3

I am using a STM32 G474 to create a wavefrom with it's internal DAC. I give a lookup table to the direct memory access (DMA) module and that gives the values at the right time to the corresponding DAC channel. What sounds like the hard part is actually pretty straight forward and works just fine.

#define NS  64                             # number of samples

uint32_t Wave_Low[NS] = {2048,[...],2047};  # lookup table

int main(void)
{
HAL_DAC_Start_DMA( &hdac2,   DAC_CHANNEL_1, (uint32_t*)Wave_High, NS, DAC_ALIGN_12B_R);
*/ start DMA       use DAC2  channel 1  */
}

As the next step I want to change the signal form within the code. As I want this to happen without interruption, stopping the DMA and reinitializing it doesn't work (there is a 500 µs delay without a signal in between).
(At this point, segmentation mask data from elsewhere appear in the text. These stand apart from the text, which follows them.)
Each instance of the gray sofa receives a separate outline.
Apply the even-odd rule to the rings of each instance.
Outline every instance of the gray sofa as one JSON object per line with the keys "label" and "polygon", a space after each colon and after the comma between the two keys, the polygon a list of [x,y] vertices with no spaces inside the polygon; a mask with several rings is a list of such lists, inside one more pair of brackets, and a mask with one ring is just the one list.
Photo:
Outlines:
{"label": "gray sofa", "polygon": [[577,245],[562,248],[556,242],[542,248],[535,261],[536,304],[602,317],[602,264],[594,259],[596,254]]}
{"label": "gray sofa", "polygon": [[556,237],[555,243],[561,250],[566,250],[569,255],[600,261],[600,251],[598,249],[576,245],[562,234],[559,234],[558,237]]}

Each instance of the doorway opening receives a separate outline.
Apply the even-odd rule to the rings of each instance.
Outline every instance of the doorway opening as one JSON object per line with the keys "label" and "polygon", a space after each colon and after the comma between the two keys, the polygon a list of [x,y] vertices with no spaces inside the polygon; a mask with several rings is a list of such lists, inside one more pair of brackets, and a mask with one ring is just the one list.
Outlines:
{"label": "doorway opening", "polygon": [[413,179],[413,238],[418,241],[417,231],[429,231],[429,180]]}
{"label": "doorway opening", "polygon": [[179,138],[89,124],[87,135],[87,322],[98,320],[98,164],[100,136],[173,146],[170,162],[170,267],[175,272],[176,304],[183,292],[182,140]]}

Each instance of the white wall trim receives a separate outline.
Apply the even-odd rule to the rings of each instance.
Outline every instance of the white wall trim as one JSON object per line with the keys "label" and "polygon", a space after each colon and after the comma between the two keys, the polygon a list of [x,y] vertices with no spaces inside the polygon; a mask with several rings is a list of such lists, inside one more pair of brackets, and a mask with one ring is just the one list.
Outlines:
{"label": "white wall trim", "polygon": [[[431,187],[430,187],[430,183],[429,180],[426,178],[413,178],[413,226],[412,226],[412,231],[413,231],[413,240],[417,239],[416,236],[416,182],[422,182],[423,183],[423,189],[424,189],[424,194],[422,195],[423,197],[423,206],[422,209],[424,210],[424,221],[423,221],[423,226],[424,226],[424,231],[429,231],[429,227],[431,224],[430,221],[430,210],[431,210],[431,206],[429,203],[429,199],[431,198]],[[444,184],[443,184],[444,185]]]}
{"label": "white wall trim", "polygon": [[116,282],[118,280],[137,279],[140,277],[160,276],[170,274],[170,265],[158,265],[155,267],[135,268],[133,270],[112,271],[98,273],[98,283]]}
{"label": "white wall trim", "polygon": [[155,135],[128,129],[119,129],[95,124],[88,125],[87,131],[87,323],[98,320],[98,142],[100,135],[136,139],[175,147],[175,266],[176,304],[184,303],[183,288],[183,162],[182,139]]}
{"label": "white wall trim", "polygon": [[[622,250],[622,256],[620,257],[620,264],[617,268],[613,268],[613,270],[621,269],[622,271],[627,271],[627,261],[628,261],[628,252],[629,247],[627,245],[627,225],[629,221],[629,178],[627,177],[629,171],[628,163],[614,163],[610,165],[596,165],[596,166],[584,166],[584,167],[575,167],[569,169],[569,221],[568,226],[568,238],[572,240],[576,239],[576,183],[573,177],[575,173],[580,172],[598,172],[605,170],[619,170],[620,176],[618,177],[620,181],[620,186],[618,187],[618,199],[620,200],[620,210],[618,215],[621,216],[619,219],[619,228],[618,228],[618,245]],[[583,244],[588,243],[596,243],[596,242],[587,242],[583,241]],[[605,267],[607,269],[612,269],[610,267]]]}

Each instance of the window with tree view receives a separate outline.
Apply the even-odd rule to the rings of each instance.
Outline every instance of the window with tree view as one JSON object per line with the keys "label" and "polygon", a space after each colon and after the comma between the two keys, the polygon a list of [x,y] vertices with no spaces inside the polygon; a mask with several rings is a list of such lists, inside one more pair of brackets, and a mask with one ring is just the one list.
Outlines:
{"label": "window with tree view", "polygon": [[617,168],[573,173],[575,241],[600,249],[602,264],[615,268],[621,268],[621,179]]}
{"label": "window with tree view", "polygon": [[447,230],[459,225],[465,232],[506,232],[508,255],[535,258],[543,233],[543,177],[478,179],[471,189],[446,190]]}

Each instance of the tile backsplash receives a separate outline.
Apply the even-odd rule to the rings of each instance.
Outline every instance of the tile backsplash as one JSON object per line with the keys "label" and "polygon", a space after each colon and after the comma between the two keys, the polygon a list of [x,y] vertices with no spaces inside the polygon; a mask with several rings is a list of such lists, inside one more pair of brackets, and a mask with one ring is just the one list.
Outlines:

Therefore I need to overwrite the lookup table. I've tried it like this:

#define NS  64                             # number of samples

uint32_t Wave_Low[NS] = {2048,[...],2047};  # lookup table 1
uint32_t Wave_High[NS] = {4096,[...],4067}; # lookup table 2
uint32_t Wave_Active[NS];                  #used lookup table

int main(void)
{  
memcpy(Wave_Active , Wave_High, NS );      #assign high wave as the currently used one

HAL_DAC_Start_DMA( &hdac2,   DAC_CHANNEL_1, (uint32_t*)Wave_Active, NS, DAC_ALIGN_12B_R);
*/ start DMA       use DAC2  channel 1  */
}

From my understanding this code should show the exact same behavior but the DAC signal differs significantly by showing the positive part of a sawtooth signal instead of the centered sine wave it's supposed to show. I'm a bit rusty with embedded C but that behavior definitely irritates me.

Tarick Welling
  • 3,119
  • 3
  • 19
  • 44
  • 5
    The third parameter is the number of _bytes_ to copy. So you're only copying a quarter of what you seem to have intended. Instead of `NS` you can use `sizeof(Wave_Low)` since it's an array, or you can use `NS * sizeof(uint32_t)` – paddy Jan 21 '21 at 14:00
  • Well one thing that can be the origin of the problem is that memcpy takes the number of byt es not the size therefore the memcpy line should be as follows memcpy(Wave_Active , Wave_High, NS*sizeof(uint32_t) ); – Motaz Hammouda Jan 21 '21 at 14:02
  • Unrelated: Why the cast here: `(uint32_t*)Wave_High` and here: `(uint32_t*)Wave_Active`? – Ted Lyngmo Jan 21 '21 at 14:02
  • Also unrelated: Don't do `#define NS 64`. Use proper types. `constexpr std::size_t NS = 64;` – Ted Lyngmo Jan 21 '21 at 14:03
  • @paddy that's it. I feel a bit dumb but thank you very much! – phil_o_matic Jan 21 '21 at 14:04
  • The memcpy bug is only one of several problems. I'll re-open this. – Lundin Jan 21 '21 at 14:09
  • 1
    @phil_o_matic Best to tag one of C, C++, but not both. The problem may be C/C++, but the best solution is often language dependent. – chux - Reinstate Monica Jan 21 '21 at 15:12

3 Answers3

6

Several problems:

  • DMA buffers need to be volatile qualified or otherwise the compiler might go bananas when generating the code accessing them.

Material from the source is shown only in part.